Nested Learning Reproduction

CI Security Python PyTorch License Status

Mechanism-level reproduction of Google's Nested Learning (HOPE) architecture (HOPE blocks, CMS, and Self‑Modifying TITANs), matching the quality bar set by lucidrains' TITAN reference while remaining fully open-source and uv managed.

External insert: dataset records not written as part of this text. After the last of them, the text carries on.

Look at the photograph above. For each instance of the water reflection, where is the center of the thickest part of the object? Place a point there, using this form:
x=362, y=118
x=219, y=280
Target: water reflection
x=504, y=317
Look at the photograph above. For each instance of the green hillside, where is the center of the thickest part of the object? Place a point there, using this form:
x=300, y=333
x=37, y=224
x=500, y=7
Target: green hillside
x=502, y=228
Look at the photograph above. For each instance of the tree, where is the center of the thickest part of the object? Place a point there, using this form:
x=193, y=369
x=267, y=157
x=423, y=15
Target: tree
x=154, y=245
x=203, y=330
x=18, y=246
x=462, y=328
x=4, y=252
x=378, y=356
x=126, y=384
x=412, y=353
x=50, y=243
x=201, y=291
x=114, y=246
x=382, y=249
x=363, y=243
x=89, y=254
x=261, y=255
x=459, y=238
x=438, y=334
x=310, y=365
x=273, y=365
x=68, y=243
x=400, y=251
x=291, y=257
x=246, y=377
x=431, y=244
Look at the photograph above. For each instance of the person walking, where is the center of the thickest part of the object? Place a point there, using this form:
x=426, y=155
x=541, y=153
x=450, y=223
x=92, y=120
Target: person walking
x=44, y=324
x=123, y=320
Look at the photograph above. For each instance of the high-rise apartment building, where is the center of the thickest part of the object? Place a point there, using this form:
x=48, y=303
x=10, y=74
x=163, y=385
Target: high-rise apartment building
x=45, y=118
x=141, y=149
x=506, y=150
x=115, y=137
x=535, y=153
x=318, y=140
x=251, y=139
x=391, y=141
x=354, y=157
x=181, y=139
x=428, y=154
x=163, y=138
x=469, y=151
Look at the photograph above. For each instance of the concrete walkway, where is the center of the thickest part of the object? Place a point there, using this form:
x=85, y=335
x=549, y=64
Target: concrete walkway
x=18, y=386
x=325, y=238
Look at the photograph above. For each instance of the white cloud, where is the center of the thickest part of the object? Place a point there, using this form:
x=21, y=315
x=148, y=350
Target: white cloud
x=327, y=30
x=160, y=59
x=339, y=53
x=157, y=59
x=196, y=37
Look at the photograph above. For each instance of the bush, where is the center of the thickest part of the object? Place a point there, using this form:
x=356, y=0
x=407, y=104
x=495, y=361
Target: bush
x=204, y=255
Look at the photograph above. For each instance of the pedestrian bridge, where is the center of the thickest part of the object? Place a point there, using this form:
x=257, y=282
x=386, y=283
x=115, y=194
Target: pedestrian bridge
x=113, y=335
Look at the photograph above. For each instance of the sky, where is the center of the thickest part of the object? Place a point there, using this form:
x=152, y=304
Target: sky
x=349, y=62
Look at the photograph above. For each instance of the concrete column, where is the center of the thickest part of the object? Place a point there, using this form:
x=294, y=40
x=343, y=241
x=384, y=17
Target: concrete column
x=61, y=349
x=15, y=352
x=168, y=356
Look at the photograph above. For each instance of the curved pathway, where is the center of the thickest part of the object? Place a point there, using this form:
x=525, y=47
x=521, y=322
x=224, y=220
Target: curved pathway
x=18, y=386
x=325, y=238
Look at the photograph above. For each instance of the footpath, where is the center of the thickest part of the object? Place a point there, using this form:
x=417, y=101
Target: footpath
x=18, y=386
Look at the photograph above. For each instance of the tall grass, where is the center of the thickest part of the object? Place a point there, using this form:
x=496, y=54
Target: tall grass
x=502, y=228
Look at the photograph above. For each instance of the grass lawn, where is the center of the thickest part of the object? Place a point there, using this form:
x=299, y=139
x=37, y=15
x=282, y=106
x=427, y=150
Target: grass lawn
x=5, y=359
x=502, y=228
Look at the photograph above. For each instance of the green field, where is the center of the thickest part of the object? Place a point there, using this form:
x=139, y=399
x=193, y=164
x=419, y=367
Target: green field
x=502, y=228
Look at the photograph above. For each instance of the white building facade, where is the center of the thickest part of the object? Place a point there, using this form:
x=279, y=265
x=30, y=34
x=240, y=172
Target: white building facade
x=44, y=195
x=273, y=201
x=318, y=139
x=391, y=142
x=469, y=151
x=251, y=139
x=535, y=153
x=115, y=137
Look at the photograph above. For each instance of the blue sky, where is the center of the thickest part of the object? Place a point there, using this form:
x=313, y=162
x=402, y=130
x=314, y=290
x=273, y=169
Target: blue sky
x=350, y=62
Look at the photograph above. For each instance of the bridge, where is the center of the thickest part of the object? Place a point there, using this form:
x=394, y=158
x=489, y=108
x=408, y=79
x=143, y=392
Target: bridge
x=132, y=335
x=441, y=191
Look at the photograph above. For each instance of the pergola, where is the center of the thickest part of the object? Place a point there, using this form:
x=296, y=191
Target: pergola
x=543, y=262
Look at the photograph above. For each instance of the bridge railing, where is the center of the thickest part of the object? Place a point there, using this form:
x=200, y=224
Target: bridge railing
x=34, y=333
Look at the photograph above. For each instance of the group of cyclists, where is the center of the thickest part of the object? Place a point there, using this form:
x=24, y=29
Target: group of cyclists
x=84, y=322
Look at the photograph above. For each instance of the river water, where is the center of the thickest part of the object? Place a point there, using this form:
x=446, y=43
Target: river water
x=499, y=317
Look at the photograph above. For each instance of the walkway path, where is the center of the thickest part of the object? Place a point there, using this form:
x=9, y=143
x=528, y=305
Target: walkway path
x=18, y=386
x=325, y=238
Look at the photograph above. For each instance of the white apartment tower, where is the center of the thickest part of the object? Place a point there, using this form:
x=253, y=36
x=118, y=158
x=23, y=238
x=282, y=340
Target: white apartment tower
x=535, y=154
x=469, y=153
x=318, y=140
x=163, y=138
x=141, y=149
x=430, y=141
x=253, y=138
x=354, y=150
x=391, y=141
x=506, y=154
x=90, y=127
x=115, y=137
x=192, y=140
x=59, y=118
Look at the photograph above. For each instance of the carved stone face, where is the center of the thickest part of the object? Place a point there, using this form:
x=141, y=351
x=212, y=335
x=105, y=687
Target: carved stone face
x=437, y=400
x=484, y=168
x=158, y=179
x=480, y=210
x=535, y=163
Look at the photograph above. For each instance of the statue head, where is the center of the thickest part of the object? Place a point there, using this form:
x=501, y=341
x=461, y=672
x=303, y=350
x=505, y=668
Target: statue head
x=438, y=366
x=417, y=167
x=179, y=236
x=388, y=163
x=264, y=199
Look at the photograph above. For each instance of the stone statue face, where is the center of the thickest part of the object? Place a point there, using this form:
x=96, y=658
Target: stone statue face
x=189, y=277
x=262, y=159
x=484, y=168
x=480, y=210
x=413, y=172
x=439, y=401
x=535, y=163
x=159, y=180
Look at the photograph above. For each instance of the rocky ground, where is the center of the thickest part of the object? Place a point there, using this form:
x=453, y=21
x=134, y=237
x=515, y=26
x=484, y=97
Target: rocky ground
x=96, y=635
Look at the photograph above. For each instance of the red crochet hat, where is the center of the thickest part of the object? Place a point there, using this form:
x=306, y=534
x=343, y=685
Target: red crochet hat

Faithfulness scope (high level):

  • ✅ HOPE / CMS / Self‑Modifying Titans update rules + wiring (mechanism-level)
  • ✅ Tensor-level invariants covered by unit tests (teach-signal, δℓ, CMS chunking, causality)
  • ✅ Boundary-target online chunking + optional attention-cache carry path are implemented
  • ⚠️ Stable default uses stop-grad online writes; an experimental single-process boundary-state mode supports differentiable write paths
  • ⚠️ Multi‑GPU mechanism-auditing online updates are not supported in this repo (DDP disables some features)

Paper reference pin:

  • Source: google_papers/Nested_Learning_Full_Paper/Nested_Learning_Full_Paper.md
  • SHA-256: 7524af0724ac8e3bad9163bf0e79c85b490a26bc30b92d96b0bdf17a27f9febc

Quickstart

uv python install 3.12
uv sync --all-extras
uv run nl doctor --json > logs/runtime_doctor.json
uv run bash scripts/data/run_sample.sh
uv run nl smoke --config-name pilot_smoke --device cpu
uv run bash scripts/run_smoke.sh pilot  # CPU-friendly HOPE block smoke test
uv run bash scripts/run_e2e_smoke.sh    # sync + sample data + smoke train + zeroshot eval
uv run bash scripts/run_mechanism_audit_smoke.sh
uv run python scripts/eval/zeroshot.py \
  --config configs/hope/pilot.yaml \
  --checkpoint artifacts/examples/pilot_dummy.pt \
  --tokenizer-path artifacts/tokenizer/refinedweb_mix/spm_32000_unigram.model \
  --tasks piqa --max-samples 32 --device cpu

Requirements

  • Python 3.10-3.12
  • PyTorch 2.9.x+ (golden environment in this repo uses 2.9.x)
  • uv (recommended for development) or pip for package-style usage

Compatibility

  • Support tiers and OS/runtime matrix: docs/COMPATIBILITY_MATRIX.md
  • Versioning/stability policy: docs/VERSIONING_POLICY.md
  • Golden repro environment: Python 3.12 + uv lock + PyTorch 2.9.x

Installation (pip-first)

  1. Create and activate a virtual environment.
  2. Install Torch first (CPU/CUDA wheel selection is backend-specific).
  3. Install this project.

CPU example:

python -m venv .venv
source .venv/bin/activate
python -m pip install --upgrade pip
python -m pip install "torch>=2.9,<3" --index-url https://download.pytorch.org/whl/cpu
python -m pip install -e .

CUDA example (adjust index URL to your CUDA runtime):

python -m venv .venv
source .venv/bin/activate
python -m pip install --upgrade pip
python -m pip install "torch>=2.9,<3" --index-url https://download.pytorch.org/whl/cu128
python -m pip install -e .

Setup (uv dev workflow)

uv python install 3.12
uv sync --all-extras

Developer checks:

  • uv run ruff check .
  • uv run mypy src
  • uv run pytest
  • uv run bash scripts/checks/run_fidelity_ci_subset.sh
  • uv run python scripts/checks/compliance_report.py --config configs/pilot.yaml --output eval/compliance_report.json

CLI

The package ships with nl for portable workflows across local/dev/prod environments.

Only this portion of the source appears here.